Lazy lifestyles reducing British life expectancy
Today's British people are "the least active generation in history" and that lack of exercise is leading to around 37,000 premature deaths a year, according to a parliamentary report published on Tuesday.
Published by the All Party Commission on Physical Activity, the report calls for radical changes to "turn back the toxic tide of inactivity," including altering the way schools are run to ensure that children take more exercise, and changes in town and transport planning in order to make it easier for people to make more journeys on foot or by bicycle.

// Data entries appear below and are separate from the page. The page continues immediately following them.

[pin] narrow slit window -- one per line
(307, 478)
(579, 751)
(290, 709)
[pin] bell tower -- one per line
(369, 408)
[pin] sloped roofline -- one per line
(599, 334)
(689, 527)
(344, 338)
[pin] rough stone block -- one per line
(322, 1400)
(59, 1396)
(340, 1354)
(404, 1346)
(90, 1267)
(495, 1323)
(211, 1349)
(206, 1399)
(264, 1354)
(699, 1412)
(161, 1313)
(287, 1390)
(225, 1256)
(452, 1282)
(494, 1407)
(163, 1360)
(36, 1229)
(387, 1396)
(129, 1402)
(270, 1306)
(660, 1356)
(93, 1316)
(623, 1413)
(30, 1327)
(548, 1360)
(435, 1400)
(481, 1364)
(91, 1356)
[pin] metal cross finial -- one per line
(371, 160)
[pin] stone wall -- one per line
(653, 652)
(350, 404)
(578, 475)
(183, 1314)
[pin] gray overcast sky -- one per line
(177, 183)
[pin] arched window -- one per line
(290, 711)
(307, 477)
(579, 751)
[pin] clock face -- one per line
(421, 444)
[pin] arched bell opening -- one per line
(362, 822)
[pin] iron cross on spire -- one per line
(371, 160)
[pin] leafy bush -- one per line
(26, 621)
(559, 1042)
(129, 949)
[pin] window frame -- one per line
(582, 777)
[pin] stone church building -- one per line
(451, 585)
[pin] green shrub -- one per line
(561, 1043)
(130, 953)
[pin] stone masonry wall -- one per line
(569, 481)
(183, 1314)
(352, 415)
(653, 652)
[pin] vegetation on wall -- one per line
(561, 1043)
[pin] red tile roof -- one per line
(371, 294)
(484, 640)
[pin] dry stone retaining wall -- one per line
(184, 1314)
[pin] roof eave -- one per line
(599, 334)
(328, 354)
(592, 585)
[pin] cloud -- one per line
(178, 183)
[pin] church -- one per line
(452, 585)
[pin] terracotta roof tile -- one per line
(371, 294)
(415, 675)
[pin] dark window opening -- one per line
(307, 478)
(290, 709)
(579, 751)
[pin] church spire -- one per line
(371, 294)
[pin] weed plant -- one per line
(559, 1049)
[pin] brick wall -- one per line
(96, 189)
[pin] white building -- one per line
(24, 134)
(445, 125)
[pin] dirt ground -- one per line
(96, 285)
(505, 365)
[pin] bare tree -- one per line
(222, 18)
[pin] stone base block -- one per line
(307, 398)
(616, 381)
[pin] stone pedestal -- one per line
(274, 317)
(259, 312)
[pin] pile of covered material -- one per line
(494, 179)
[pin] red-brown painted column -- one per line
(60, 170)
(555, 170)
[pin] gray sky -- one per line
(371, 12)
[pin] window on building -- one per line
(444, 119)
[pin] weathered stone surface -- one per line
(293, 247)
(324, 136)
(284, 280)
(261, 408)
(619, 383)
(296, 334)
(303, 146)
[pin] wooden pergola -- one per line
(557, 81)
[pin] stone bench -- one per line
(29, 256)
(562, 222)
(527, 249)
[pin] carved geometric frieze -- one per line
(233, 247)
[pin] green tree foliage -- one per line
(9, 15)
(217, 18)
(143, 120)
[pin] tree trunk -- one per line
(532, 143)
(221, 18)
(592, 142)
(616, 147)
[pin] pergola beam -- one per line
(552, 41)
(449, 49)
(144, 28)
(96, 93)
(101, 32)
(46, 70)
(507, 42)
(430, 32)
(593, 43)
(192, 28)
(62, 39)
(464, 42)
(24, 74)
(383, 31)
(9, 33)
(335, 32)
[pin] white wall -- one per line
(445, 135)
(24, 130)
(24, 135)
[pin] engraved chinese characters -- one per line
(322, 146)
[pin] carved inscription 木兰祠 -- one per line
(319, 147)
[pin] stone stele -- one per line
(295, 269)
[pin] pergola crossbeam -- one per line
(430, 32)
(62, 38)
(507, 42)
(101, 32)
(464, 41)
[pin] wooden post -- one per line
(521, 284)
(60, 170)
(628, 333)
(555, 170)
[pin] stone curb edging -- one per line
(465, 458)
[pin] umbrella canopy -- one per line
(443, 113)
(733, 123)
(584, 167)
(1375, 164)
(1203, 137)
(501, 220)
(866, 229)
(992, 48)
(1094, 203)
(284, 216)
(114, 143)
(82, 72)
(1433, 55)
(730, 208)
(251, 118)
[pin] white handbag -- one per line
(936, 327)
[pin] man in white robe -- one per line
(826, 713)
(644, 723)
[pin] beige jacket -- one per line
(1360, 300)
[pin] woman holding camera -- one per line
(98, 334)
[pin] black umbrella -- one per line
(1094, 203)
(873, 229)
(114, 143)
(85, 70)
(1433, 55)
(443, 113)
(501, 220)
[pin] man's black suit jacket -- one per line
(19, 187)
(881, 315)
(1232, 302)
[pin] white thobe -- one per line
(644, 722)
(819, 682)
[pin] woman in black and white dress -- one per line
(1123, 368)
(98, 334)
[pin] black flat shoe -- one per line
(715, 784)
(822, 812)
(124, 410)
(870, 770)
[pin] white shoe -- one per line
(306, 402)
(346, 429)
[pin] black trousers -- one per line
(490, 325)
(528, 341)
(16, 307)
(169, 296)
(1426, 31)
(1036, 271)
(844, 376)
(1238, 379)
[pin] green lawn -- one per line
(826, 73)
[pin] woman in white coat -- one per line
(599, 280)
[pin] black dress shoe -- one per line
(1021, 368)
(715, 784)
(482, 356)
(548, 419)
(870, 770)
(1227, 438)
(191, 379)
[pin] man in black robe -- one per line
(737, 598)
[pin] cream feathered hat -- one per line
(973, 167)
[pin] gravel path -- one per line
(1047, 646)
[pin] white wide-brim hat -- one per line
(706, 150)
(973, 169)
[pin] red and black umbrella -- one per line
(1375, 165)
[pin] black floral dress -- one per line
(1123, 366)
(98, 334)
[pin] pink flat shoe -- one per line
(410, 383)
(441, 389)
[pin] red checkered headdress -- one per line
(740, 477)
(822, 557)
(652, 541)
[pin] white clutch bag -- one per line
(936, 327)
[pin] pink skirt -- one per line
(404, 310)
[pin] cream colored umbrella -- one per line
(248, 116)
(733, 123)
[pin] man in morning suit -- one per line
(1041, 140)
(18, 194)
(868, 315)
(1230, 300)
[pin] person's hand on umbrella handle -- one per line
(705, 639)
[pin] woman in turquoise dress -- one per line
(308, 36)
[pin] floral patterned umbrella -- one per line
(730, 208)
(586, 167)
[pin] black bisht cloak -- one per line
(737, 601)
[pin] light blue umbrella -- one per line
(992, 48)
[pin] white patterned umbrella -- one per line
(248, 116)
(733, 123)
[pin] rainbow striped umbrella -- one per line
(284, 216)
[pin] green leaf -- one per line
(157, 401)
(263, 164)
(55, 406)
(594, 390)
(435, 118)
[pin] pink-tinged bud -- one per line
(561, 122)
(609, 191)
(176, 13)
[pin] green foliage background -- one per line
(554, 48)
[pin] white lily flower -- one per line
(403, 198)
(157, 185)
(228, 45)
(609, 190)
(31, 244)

"Physical inactivity leads to around 37,000 premature deaths a year - a number that is more than all deaths from murder, suicide and accident combined," The report read. "Lack of physical activity is estimated to double the rate of absenteeism at work, and to cost the UK economy billions every year."
According to the report, just half of seven-year-olds are meeting government recommendations to have an hour's moderate to vigorous physical activity every day, with levels of activity halving again between the age of nine and 15. More than a third of adults also fail to meet daily recommended levels.
Lord Coe, chairman of the London Organising Committee for the Olympic Games, said, "Today's children are the least active generation in history."
"They also might be the first generation to have a shorter life expectancy than their parents. That's not progress, that's moving backwards, and physical inactivity may be a bigger culprit than we think," Coe said.